8. Seorang dosen harus membedakan urusan pribadi dengan urusan pendidikan. Jangan sampai urusan pribadi merusak performa ketika mengajar di kelas, sehingga yang seharusnya anda mengajar, malah tidak mengajar. Orang – orang menyebutnya dengan sikap “profesionalisme”. Mahasiswa tidak mau tahu urusan pribadi anda, begitu pula anda, ketika mahasiswa tersebut menyebutkan alasan pribadinya ketika anda mengusirnya masuk ke dalam kelas karena mahasiswa tersebut telat (misalnya).
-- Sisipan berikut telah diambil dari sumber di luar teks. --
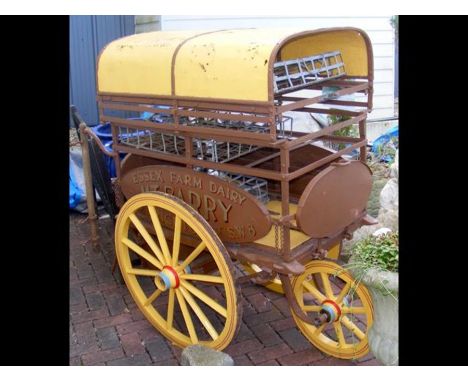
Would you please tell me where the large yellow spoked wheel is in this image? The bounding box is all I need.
[115,192,241,350]
[241,244,341,295]
[291,260,373,359]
Menjadi seorang dosen itu menurut saya: BERAT. Banyak orang berkata, “Lho kan enak jadi dosen, calon penghuni surga karena menjadi seorang pahlawan tanpa tanda jasa”. Saya hanya tertawa. Tertawa dan tertawa jika ada orang yang berniat menjadi dosen karena pernyataan di atas. Tidakkah pernah terpikir bagi anda kalau dosa menjadi seorang dosen juga sama banyaknya dengan pahala yang (mungkin) anda dapatkan karena mengajar? Dosa? Dosa darimana? Dosa jika anda tidak dapat menjadi dosen yang baik, tidak dapat “mendidik” dengan baik, menjadi bahan gunjingan di antara mahasiswa – mahasiswa anda, menjadi dosen yang tidak dapat menilai secara objektif sehingga mahasiswa yang seharusnya lulus, malah tidak lulus (bukankah itu sama dengan menghancurkan masa depannya?), menjadi dosen yang hanya mengajar ketika perasaan sedang gembira, sedangkan jika tidak, anda mengatakan “Sorry, class is dismissed”, menjadi dosen yang tidak menghargai ilmu mahasiswa yang ternyata lebih pintar dari dirinya, menjadi dosen yang tidak tepat waktu sehingga pelajaran tidak terdistribusi secara penuh, dan blah blah blah lainnya yang seharusnya (kepada anda, calon dosen, atau para dosen) yang seharusnya lebih tahu daripada saya yang hanya asisten yang baru “nyemplung” dan mencoba untuk mengajar.